Die in Berlin ansässige Unternehmensberatung verfolgt den so genannten „Change-Management-Ansatz“, der mit schnörkellosen Schemata und in klassischem Betriebswirtschafts-Deutsch neue Erfolgsmodelle für Unternehmen und öffentliche Verwaltungen verspricht. Dabei stehen Wirtschaftlichkeitsanalysen, ein Qualitätsmanagement sowie mögliche Ausgliederungskonzepte im Zentrum des so genannten „Culturplans“. Haselbach arbeitete mit seinem Konzept unter anderem bereits für das Kulturfestival Ruhr 2010 sowie die Theaterhäuser Graz und Wien.

In Trier möchte er nun bis Juli nächsten Jahres zusammen mit seinem Team während der Begutachtung des Dreispartenhauses verschiedene Szenarien entwickeln, die dem Konsolidierungsgedanken der Kulturverwalter entsprechen.

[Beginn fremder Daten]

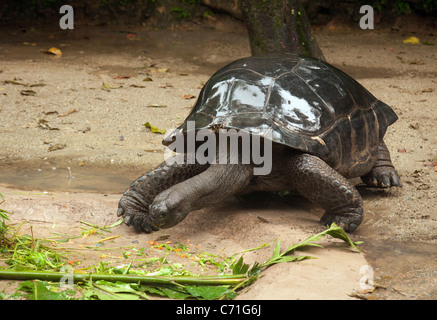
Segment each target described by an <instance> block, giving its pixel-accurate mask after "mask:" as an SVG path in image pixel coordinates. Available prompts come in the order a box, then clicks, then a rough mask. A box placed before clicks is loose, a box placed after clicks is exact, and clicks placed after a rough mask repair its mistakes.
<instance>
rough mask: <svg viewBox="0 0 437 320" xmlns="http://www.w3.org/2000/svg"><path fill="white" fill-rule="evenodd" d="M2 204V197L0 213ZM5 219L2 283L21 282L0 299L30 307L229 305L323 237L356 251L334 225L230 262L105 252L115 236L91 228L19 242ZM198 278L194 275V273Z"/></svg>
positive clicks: (22, 224)
mask: <svg viewBox="0 0 437 320" xmlns="http://www.w3.org/2000/svg"><path fill="white" fill-rule="evenodd" d="M3 202H4V199H3V196H2V195H1V194H0V205H1V204H2V203H3ZM9 215H10V213H9V212H7V211H5V210H2V209H1V208H0V280H6V279H8V280H20V282H19V283H18V287H17V289H16V292H15V293H13V294H6V293H2V292H0V300H2V299H29V300H73V299H83V300H138V299H146V300H148V299H151V297H154V298H155V299H156V298H159V297H165V298H170V299H199V300H216V299H233V298H235V297H236V296H237V295H238V290H240V289H242V288H243V287H245V286H248V285H250V284H251V283H253V282H254V281H256V279H257V278H258V277H259V275H260V274H261V273H262V272H263V271H264V270H265V269H267V268H268V267H270V266H272V265H274V264H277V263H282V262H293V261H300V260H303V259H309V258H312V257H310V256H306V255H303V256H296V255H293V254H294V253H295V251H297V250H300V249H303V248H305V247H308V246H316V247H322V246H321V245H320V244H317V243H316V242H317V241H319V240H321V239H322V238H323V237H325V236H326V235H329V236H331V237H333V238H338V239H341V240H343V241H345V242H346V243H347V244H348V245H349V246H350V247H352V248H353V249H354V250H355V251H359V250H358V248H357V247H356V245H357V244H359V243H357V242H355V243H354V242H353V241H352V240H351V239H350V238H349V237H348V235H347V234H346V232H345V231H344V230H343V229H342V228H340V227H338V226H336V225H335V224H332V225H331V226H330V227H329V228H328V229H326V230H325V231H323V232H321V233H319V234H316V235H311V236H310V237H308V238H307V239H305V240H304V241H302V242H301V243H298V244H295V245H292V246H290V247H288V248H286V249H285V250H284V249H283V248H281V241H280V240H279V241H274V242H272V243H270V244H266V243H264V244H262V245H260V246H259V247H256V248H252V249H248V250H244V251H242V252H240V253H236V254H233V255H231V256H225V255H217V254H212V253H207V252H203V251H201V250H200V246H198V245H197V246H195V245H194V244H193V243H190V240H188V239H187V240H185V241H179V242H176V243H174V242H172V241H166V240H167V239H162V241H147V243H146V244H147V245H148V247H142V248H138V246H137V245H130V246H125V247H109V246H108V245H105V243H107V241H109V240H113V239H115V238H117V237H120V235H111V232H112V231H111V229H113V228H115V227H117V226H119V225H120V224H121V222H122V220H119V221H117V222H116V223H114V224H112V225H110V226H103V227H100V226H97V225H93V224H90V223H88V222H85V221H80V223H81V224H82V225H83V226H81V228H82V232H81V234H80V235H65V234H55V233H54V236H53V238H50V239H37V238H34V237H33V232H32V227H31V228H30V230H31V235H21V233H20V229H21V228H22V226H23V225H24V223H22V224H19V225H18V226H15V225H14V226H10V225H7V223H6V222H7V221H10V219H9ZM95 235H99V236H103V237H104V238H102V239H100V240H96V246H94V247H93V246H81V245H79V246H77V247H73V246H72V245H71V244H72V243H74V240H75V239H80V238H84V237H90V236H95ZM275 242H276V245H275V246H274V248H273V252H272V254H271V256H270V258H269V259H267V260H266V261H264V262H254V263H252V264H251V265H249V264H247V263H245V262H244V259H243V257H244V253H246V252H248V251H254V250H259V249H261V248H265V247H270V246H273V244H274V243H275ZM84 250H85V251H86V252H87V254H91V253H93V254H97V255H99V258H100V259H101V260H100V262H99V263H96V264H94V265H89V266H84V265H85V263H84V264H83V263H82V262H85V261H82V260H81V259H79V258H78V252H82V253H83V251H84ZM193 270H197V271H193Z"/></svg>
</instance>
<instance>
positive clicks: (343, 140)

Dezernent Egger obliegt dann die endgültige Auswahl, die nach seinem Willen gleichzeitig „den Sparplan für die nächsten 5 Jahre darstellt“. Das Ziel der Untersuchung stellt Haselbach gleich zu Anfang fest: „Es gibt zwei Optimierungsaufgaben, die in Übereinstimmung gebracht werden müssen: die nachhaltige Finanzierbarkeit des Theaters durch die Kommune auf der einen und die technische Umsetzbarkeit des Spielplanung auf der anderen Seite“.

Sehr viel angenehmer müssen für Gerhard Weber da die Worte geklungen haben, die Kulturstaatsminister Bernd Neumann vor wenigen Wochen im Foyer des Theaters für die Kultur gefunden hatte. „Freunde, schont die Kultur“, hatte er dem Publikum entgegen gerufen, und sich gegen Kürzungen von Kulturbudgets ausgesprochen, das ohnehin so gering sei, dass Konsolidierungen keinen Sinn machten. Im Gesamthaushalt der Stadt Trier hat der Etat des Theaters mit seinen gut 14 Millionen Euro einen Anteil von rund vier Prozent. Thomas Egger verspricht derweilen, dass die Aktivitäten der beauftragten Beratungsfirma keineswegs unter Ausschluss der Öffentlichkeit stattfinden würden und gelobt Transparenz. Die endet allerdings schon bei der Frage nach der Höhe des Honorars für die Dienstleistung der ICG: Darüber wolle er keine Auskunft geben, wehrt der Dezernent ab.